System for analysing of big data on cybersecurity issues from social media

Authors

DOI:

https://doi.org/10.20535/2411-1031.2020.8.1.217993

Keywords:

social media monitoring, cybersecurity, open-source intelligence, social media analysis, CyberAggregator

Abstract

The paper proposes and substantiates approaches to building a corporate system for monitoring and analyzing social media on cybersecurity issues, which are based on the concept Big Data, Data/Text Mining, Information Extraction, Complex Networks, and Cloud Computing. The components of Elastic Stack technology, Sphinx information retrieval system, Graph Data Base Management System Neo4j, and Gephi graph analysis system are examined in detail. The main idea of a system for analyzing large amounts of data on cybersecurity issues from social media is the simultaneous application of methods and means of information retrieval, data analysis, and aggregation of information flows. The system should ensure the implementation of the following functions: the formation of databases by collecting information from certain information resources; settings for automatic scanning and primary processing of information from websites and social networks; maintaining full-text information databases; identifying duplicates similar in content to informational messages; full-text search; analysis of text messages, determination of tonality, the formation of analytical reports; integration with geographic information system; data analysis and visualization; study of the dynamics of thematic information flows; predicting developments based on the analysis of the dynamics of the publication in social media; providing access for many users to the functional components of the system. The practical significance of the results is to create a working layout of the content monitoring and analysis system of social media on cybersecurity issues, ready to be used as a component in information and cybersecurity decision support systems.  The interface of the system layout is considered, in which the functions of search, analysis, and forecasting of information appearance in social media are available. Central to the interface is a digest of the most relevant user needs. In the analytical mode, a number of tools are implemented for graphical presentation of the analyzed data, which are displayed as a time series of the number of relevant queries per day, as well as viewing the main topics, clusters grouped by predefined reference words.

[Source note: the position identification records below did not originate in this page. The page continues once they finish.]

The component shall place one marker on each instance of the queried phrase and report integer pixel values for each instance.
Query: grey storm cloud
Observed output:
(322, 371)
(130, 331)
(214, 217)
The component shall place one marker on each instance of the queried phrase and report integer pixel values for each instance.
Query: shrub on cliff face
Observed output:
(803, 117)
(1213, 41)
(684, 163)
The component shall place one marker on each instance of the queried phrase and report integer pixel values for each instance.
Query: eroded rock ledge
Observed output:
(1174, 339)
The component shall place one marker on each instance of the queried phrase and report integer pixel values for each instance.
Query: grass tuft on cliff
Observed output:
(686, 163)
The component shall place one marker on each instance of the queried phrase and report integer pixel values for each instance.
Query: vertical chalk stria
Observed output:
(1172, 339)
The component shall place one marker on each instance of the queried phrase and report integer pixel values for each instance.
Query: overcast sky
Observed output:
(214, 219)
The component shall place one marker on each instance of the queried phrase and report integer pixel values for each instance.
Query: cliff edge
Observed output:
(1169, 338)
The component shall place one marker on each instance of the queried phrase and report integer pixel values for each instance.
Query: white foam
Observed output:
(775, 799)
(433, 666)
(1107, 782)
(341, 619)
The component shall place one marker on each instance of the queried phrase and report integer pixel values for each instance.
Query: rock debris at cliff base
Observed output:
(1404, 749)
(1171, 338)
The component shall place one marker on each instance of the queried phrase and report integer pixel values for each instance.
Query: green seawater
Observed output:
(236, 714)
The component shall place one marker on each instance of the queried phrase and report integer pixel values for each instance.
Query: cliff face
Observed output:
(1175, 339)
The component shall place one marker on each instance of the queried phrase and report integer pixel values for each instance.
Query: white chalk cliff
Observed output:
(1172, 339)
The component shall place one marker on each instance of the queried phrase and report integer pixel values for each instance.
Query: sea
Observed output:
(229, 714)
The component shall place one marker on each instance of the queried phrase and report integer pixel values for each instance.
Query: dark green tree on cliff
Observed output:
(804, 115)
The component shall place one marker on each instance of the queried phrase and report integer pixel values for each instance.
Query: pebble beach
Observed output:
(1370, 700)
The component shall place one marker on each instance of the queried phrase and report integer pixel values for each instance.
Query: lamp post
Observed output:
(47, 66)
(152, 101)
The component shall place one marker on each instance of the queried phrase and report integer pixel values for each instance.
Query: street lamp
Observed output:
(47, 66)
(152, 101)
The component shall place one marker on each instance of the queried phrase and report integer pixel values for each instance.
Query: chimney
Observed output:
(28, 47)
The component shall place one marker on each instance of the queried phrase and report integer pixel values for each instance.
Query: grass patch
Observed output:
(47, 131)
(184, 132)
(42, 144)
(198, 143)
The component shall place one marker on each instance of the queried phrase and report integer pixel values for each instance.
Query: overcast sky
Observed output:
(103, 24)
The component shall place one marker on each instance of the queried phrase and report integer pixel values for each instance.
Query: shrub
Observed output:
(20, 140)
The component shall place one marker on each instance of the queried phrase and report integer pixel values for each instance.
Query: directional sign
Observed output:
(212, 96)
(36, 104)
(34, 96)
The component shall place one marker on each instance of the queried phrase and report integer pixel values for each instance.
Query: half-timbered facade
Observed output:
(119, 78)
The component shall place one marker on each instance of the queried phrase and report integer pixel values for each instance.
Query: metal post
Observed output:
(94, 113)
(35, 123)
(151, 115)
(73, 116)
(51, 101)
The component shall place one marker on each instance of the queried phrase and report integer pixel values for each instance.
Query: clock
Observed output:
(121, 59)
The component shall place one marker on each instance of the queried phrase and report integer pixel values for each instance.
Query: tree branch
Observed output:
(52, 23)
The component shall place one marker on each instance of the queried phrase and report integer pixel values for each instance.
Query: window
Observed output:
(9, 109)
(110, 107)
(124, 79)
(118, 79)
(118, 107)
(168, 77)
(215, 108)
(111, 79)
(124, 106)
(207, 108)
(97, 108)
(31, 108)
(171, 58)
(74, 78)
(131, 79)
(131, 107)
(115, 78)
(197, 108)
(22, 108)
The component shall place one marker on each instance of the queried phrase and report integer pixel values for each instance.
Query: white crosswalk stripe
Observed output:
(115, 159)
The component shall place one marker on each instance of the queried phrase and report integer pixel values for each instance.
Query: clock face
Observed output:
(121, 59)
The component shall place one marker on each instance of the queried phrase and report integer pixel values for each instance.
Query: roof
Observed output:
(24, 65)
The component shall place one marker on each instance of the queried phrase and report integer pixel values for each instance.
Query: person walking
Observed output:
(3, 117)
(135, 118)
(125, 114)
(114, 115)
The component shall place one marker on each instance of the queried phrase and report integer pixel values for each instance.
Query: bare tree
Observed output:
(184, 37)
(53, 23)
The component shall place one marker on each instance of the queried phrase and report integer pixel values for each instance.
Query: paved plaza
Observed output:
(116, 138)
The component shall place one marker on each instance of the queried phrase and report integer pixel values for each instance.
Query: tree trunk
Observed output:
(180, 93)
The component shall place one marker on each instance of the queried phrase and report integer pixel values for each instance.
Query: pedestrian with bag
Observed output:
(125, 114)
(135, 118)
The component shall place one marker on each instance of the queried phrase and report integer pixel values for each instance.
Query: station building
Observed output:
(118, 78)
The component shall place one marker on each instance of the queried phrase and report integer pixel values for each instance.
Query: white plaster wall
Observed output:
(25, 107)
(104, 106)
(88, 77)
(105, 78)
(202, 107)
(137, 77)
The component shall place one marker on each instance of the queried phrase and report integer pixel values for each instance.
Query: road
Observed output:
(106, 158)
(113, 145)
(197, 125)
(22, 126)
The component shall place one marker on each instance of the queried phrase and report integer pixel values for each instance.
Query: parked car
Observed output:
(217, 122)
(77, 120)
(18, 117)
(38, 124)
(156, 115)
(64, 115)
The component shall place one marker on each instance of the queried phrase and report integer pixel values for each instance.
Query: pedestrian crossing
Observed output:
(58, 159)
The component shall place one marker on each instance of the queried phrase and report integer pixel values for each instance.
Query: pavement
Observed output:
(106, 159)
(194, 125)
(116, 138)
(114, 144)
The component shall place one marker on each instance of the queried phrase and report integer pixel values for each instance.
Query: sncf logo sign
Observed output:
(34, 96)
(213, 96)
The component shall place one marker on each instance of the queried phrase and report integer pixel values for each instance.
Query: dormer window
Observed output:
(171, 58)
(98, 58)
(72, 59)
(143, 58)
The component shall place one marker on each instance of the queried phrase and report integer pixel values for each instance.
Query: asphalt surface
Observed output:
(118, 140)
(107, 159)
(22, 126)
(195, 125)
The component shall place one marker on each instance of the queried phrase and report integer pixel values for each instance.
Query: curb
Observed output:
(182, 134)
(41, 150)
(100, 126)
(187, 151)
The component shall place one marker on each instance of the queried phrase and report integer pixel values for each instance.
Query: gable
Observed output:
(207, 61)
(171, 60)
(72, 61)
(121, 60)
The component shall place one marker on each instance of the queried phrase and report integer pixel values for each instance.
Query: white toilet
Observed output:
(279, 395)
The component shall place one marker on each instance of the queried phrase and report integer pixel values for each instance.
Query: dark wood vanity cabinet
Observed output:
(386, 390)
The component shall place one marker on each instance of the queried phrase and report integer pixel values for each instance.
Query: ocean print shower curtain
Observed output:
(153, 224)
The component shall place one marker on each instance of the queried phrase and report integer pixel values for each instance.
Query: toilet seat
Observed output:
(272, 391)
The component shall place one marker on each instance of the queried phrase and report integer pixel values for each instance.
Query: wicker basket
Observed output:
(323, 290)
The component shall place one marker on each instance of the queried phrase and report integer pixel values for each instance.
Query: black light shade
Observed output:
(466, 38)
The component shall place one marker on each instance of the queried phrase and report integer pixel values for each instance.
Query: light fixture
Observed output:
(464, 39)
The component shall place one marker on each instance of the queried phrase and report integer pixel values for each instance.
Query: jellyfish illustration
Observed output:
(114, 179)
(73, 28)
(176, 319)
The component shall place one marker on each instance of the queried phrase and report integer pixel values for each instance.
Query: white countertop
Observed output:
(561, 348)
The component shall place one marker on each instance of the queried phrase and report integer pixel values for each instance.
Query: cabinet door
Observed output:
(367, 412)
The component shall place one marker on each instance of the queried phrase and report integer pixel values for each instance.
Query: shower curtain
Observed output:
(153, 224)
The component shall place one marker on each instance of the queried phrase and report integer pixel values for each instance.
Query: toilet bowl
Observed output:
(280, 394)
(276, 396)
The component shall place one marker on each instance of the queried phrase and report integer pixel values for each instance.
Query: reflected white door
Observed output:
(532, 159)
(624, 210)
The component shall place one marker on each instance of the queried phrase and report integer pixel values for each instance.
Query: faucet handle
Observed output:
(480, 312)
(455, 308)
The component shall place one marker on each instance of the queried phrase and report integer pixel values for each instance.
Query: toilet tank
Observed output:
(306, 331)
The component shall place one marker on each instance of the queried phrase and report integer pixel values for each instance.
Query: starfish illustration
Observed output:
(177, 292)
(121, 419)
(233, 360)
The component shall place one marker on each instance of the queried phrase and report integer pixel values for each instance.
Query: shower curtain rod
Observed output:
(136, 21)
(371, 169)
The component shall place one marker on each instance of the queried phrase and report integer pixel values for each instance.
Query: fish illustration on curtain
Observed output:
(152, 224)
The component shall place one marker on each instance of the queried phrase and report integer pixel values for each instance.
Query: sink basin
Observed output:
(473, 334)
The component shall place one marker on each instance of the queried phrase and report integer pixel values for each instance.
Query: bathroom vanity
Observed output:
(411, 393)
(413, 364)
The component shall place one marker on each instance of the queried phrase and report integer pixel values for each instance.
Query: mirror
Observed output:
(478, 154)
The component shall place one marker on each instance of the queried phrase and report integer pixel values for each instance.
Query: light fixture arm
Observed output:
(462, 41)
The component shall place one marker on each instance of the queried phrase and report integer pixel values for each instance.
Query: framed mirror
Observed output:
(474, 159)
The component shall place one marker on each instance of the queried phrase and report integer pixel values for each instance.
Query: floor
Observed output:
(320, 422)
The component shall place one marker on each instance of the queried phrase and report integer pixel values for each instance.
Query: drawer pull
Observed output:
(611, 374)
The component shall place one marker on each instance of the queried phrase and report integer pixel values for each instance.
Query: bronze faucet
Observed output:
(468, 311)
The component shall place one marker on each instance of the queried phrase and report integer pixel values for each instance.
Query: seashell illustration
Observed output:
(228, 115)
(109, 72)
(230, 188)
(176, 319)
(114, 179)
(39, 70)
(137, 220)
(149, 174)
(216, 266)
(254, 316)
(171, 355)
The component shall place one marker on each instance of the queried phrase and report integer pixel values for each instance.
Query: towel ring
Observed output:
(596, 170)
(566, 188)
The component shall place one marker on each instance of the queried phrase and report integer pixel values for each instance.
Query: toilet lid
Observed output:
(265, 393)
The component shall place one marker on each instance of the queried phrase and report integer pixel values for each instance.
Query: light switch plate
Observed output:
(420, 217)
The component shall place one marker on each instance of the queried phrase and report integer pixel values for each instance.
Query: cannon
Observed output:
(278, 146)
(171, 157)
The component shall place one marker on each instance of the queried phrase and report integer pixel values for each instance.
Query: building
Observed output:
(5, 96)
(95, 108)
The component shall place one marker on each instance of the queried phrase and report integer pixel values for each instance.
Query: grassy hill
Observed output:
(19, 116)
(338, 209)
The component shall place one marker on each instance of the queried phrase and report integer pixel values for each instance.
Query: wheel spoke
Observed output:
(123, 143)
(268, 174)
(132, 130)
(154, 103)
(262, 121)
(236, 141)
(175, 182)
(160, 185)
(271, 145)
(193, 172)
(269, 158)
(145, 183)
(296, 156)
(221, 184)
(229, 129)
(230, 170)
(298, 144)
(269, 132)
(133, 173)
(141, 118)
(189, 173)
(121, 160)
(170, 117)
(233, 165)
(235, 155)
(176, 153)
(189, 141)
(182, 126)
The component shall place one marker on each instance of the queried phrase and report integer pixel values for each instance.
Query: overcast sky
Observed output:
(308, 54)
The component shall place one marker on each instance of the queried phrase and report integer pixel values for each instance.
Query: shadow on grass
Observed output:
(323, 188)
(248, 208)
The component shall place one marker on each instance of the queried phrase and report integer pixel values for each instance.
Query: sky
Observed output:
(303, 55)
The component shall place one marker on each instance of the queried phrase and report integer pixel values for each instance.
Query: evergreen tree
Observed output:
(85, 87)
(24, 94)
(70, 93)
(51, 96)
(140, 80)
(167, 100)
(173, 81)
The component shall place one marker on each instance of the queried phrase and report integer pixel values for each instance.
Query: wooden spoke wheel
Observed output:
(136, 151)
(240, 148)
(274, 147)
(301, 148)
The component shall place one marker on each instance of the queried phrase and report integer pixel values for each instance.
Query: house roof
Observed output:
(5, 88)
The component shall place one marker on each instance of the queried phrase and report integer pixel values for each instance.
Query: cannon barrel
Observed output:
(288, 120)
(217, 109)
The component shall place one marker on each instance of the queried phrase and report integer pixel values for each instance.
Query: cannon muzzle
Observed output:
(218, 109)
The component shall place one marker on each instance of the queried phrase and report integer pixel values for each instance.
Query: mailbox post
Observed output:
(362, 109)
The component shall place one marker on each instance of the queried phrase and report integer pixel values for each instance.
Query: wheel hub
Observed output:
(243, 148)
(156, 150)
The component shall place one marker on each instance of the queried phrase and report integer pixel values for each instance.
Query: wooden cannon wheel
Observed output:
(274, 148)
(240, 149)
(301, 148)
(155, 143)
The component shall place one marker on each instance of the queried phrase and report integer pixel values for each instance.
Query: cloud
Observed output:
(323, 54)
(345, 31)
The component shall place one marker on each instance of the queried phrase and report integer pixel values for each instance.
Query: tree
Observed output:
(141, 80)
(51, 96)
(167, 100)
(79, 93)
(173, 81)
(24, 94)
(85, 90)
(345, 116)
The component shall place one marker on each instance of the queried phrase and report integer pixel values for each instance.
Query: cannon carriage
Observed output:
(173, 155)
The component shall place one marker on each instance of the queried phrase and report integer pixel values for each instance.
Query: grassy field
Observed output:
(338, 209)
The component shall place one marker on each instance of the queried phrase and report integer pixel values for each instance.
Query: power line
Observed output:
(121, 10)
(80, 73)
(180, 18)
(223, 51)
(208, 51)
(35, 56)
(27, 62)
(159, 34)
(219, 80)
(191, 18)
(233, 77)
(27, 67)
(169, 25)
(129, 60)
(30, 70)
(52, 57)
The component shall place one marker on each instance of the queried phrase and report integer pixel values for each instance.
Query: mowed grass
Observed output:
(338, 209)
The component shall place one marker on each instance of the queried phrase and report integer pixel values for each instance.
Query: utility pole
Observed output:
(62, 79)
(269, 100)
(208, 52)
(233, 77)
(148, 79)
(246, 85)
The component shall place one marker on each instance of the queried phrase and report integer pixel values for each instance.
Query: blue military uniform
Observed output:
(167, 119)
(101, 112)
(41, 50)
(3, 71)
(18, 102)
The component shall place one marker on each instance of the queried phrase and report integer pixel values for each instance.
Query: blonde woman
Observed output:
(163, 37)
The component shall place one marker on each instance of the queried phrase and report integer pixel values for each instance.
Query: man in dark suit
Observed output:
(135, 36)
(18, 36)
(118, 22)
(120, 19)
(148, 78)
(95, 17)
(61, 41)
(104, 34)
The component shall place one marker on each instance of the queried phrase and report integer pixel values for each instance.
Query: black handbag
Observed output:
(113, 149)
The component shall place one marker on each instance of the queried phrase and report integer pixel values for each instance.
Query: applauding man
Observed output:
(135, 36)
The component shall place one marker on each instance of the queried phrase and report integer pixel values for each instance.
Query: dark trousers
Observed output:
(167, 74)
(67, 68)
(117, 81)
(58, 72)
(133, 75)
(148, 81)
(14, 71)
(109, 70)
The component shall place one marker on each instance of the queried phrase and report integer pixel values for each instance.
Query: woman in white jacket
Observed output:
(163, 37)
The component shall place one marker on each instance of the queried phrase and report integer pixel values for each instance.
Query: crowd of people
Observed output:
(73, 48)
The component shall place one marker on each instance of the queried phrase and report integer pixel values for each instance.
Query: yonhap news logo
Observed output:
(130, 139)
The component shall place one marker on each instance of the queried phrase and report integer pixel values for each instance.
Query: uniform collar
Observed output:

The system provides modes for forming networks of concepts that correspond to individual messages (persons, brands) and information sources that allow you to rank the concepts and explore the relationships between them.

Author Biographies

Dmytro Lande, Institute for information recording of National academy of science of Ukraine, Kyiv,

doctor of technical science, professor,
head at the specialized modeling tools
department

Oleksandr Puchkov, Institute of special communication and information protection National technical university of Ukraine “Igor Sikorsky Kyiv Polytechnic Institute”, Kyiv,

candidate of philosophy science,
professor, head

Ihor Subach, Institute of special communication and information protection National technical university of Ukraine “Igor Sikorsky Kyiv Polytechnic Institute”, Kyiv,

doctor of technical science, associate professor,
head at the cybersecurity and application
of information systems and technologies
academic department

References

D. V. Lande, I. Yu. Subach, and Yu. Ye. Boyarinova, Fundamentals of the theory and practice of data mining in the field of cyber security, Kyiv: Institute of special communication and information protection of National technical university of Ukraine “Igor Sikorsky Kyiv polytechnic institute”, 2018.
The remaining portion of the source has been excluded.